Und er nimmt die Musikindustrie weiter aufs Korn, indem er die Verteilungsmechanismen aus CD-Erlösen anprangert. Der Musiker, so führt er aus, erhält in der Regel nichts: Vorschüsse oder prozentuale Verkaufsbeteiligungen werden mit Kosten der Plattenfirmen verrechnet, die – laut Vertrag – der Künstler zu tragen hat. Offen bleibt allerdings, warum sich Generationen von Musikern auf solche Vertragsbedingungen einlassen und womit sie letztendlich ihre Brötchen verdienen. Dass außer Robbie Williams alle Major-Vertragspartner Taxi fahren, ist eher unwahrscheinlich. Dennoch: auch hier hat die Platten-Industrie scheinbar nicht vorausschauend gedacht. Dem von Seiten der Firmen eingebrachten Argument, nur auf diese Weise könnten die cirka 95 Prozent an CD-Produktionen, die ihre Kosten niemals wieder einspielen, finanziert werden, begegnet Röttgers mit dem spöttischen Vorschlag, dann müsse man „ja lediglich die fürs Anwerben neuer Künstler zuständigen A & R-Headhunter feuern und durch fähigere Spürnasen ersetzen“.

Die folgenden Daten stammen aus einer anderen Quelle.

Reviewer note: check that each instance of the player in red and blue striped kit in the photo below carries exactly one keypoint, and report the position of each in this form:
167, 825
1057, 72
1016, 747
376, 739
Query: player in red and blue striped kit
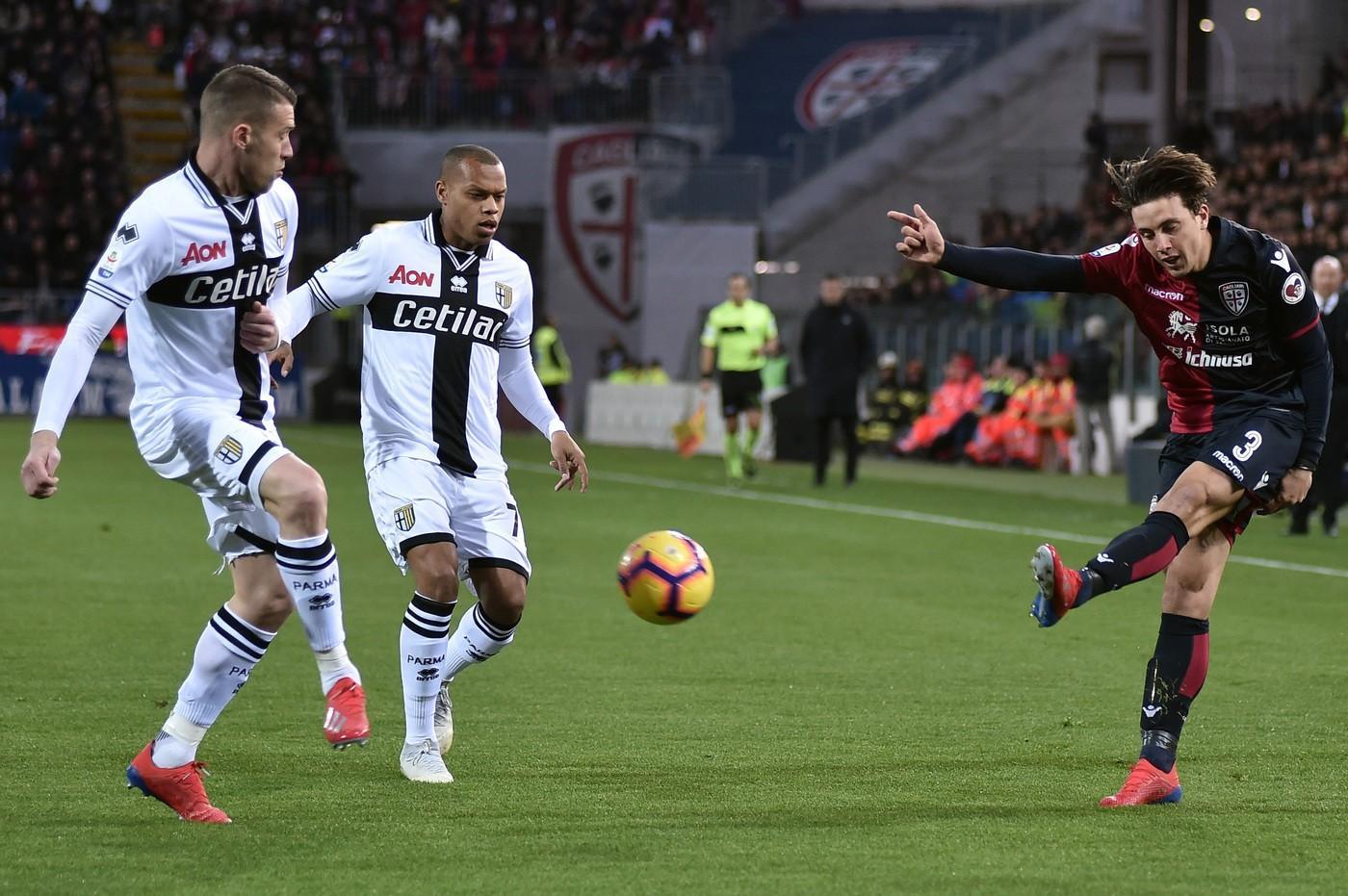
1247, 374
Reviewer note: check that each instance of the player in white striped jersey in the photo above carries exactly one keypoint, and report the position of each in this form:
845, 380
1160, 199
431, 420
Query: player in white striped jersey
448, 319
192, 263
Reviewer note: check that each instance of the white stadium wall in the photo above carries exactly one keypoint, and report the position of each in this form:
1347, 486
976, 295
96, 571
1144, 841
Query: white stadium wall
1010, 157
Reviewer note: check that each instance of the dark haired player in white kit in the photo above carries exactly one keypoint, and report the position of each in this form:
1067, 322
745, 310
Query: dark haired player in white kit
192, 263
448, 312
1247, 374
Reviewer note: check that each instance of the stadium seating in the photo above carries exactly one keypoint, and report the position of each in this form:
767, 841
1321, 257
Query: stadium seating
63, 178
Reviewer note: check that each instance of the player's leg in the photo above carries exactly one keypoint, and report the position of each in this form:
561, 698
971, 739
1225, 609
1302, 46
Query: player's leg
1330, 478
731, 410
232, 643
408, 499
494, 558
296, 496
852, 447
754, 404
822, 447
1177, 669
424, 647
1200, 498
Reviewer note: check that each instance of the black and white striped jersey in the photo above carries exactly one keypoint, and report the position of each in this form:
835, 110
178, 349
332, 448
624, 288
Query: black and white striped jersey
185, 265
438, 322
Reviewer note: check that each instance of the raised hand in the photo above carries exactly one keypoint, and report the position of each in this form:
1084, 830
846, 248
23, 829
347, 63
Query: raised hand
920, 239
285, 354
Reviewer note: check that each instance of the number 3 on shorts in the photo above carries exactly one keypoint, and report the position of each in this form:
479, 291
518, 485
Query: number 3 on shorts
1244, 451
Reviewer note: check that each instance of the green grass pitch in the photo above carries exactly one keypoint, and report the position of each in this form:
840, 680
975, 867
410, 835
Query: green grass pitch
866, 704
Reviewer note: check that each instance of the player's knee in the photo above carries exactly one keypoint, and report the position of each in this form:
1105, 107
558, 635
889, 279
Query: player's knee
266, 605
435, 572
1185, 500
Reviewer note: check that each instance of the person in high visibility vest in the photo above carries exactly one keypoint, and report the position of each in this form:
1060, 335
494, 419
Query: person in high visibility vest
552, 364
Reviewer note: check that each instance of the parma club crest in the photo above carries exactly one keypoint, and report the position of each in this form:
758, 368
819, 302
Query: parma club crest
866, 74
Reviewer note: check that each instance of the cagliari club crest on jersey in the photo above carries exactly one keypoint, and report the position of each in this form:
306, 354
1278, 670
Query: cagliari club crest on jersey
229, 450
596, 179
867, 73
1235, 295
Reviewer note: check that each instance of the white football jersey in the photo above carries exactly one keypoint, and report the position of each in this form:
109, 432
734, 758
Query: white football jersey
185, 265
435, 319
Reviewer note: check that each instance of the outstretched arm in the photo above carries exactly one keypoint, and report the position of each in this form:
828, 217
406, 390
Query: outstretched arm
1001, 269
69, 367
522, 387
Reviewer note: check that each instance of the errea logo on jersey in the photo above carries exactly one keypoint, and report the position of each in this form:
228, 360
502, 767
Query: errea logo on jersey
238, 285
198, 252
411, 276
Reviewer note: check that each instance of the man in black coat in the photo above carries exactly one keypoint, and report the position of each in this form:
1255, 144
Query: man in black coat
836, 349
1327, 279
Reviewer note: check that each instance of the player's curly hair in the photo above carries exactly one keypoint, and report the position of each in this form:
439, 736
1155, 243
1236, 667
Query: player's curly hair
1168, 171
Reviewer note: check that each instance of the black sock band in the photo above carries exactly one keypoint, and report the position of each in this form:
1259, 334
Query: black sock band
1175, 677
1142, 551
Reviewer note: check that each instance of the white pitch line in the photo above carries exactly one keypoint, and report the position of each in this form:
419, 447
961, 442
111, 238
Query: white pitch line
866, 509
910, 516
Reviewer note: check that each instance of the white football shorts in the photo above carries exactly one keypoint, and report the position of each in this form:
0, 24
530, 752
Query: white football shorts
222, 460
415, 502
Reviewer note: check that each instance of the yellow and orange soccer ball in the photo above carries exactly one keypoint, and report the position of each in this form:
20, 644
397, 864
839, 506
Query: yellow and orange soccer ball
664, 576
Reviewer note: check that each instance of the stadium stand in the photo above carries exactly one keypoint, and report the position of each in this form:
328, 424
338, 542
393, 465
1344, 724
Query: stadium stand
63, 177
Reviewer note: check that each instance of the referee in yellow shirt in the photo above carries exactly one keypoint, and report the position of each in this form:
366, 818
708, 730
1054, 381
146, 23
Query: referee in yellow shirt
739, 336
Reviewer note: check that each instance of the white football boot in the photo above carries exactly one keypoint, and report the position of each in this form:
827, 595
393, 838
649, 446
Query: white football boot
424, 763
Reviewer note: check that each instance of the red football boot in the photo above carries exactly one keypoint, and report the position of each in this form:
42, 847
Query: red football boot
1146, 784
346, 721
179, 788
1058, 586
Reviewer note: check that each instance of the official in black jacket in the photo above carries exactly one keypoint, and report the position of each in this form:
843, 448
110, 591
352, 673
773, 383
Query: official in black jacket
836, 349
1327, 280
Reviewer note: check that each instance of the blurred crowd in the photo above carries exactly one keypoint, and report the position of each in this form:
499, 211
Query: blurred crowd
1010, 414
63, 179
434, 63
195, 40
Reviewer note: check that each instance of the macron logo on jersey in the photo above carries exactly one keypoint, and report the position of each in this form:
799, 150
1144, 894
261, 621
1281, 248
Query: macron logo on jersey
198, 252
411, 276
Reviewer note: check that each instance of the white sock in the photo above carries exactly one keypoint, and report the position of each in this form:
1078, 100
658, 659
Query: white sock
476, 640
309, 569
226, 653
421, 643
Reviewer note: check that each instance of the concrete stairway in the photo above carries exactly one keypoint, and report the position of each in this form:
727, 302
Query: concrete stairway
151, 111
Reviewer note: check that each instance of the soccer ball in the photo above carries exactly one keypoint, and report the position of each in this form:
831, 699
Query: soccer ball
666, 576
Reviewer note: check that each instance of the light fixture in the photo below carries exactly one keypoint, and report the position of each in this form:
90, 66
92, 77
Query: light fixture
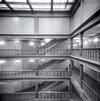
75, 45
47, 40
31, 60
2, 61
16, 41
43, 60
31, 43
2, 42
60, 1
17, 61
89, 40
16, 0
42, 44
16, 19
70, 0
77, 40
39, 1
85, 42
95, 40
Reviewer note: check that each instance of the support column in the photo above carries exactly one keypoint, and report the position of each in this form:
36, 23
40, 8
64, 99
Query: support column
81, 74
81, 42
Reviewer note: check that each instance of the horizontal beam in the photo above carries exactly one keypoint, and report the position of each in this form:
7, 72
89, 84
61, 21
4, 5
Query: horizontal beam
22, 36
89, 23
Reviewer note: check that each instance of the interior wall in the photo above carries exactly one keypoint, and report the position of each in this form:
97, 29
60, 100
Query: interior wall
86, 9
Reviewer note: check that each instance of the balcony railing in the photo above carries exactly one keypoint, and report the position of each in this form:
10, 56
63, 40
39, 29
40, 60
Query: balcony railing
18, 52
87, 89
36, 96
88, 53
34, 74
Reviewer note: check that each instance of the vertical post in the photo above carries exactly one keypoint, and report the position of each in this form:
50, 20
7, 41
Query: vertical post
81, 74
71, 46
36, 91
81, 43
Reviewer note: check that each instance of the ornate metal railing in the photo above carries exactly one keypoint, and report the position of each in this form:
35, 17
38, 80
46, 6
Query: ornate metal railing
39, 52
37, 96
88, 53
90, 93
87, 89
35, 74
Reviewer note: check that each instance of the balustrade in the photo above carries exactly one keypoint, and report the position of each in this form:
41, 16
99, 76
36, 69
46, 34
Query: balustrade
49, 52
33, 74
88, 53
87, 89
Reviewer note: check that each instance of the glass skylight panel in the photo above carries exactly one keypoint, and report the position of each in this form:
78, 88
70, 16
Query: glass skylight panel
41, 7
20, 7
40, 1
16, 0
60, 1
3, 7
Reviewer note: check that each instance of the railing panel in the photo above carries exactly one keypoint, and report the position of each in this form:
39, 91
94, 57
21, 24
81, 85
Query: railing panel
49, 52
33, 74
88, 53
36, 96
88, 90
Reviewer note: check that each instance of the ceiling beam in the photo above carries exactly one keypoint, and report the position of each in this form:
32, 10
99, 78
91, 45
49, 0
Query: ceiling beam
7, 4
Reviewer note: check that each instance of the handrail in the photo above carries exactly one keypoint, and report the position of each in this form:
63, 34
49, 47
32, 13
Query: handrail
93, 92
34, 74
38, 95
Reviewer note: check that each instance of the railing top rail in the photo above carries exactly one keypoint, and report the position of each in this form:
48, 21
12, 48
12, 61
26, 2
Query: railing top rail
38, 70
94, 92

Bei allen Fehlern, die man der Industrie vorhalten kann: Eine Lösung der derzeitigen Probleme und Fragestellungen bietet auch das Buch von Janko Röttgers nicht. Wie können Musiker zukünftig gerecht für ihre Werke entlohnt werden, wie wird illegale von legaler Musik-Nutzung unterschieden, wie lassen sich unberechtigte Nutzer aufspüren, ohne dass gleich eine ganze Netz-Community kriminalisiert wird? Wie lässt sich auch zukünftig mit der Produktion von Musik so viel Geld verdienen, dass sie für die am Entstehungsprozess Beteiligten interessant bleibt? Die Beispiele der Independent-Szene, die Röttgers aufführt, mögen Denkanstöße geben. Geld verdienen lässt sich damit nicht, es sei denn, man verlegt sich wie bei dem Unternehmen „CDBaby.com“ doch wieder auf den Vertrieb der kleinen Scheibe und eben nicht auf die Distribution im Netz. „Pauschalen nützen allen“, lautet eine Kapitelüberschrift. Hier wird eine generelle Abgabe auf „alle Produkte oder Services“ gefordert, die „durch Tauschbörsen substanziell an Wert gewinnen würden“, zum Beispiel Computer, Heimelektronik und Speichermedien oder Tauschbörsen-Software. Im Gegenzug soll jede Musik-Nutzung im Netz legalisiert werden. Fraglich bleibt, ob dies eine „gerechte“ Lösung im Sinne derjenigen ist, die doch lieber ihre CD im Laden kaufen oder die – das soll es geben! – ihren PC in der Regel nur als Schreibprogramm, für die Tabellenkalkulation oder zum Übermitteln von E-Mail-Nachrichten benutzen. Fraglich auch, ob Pauschalabgaben tatsächlich die für eine angemessene Musikervergütung notwendigen Summen abdecken.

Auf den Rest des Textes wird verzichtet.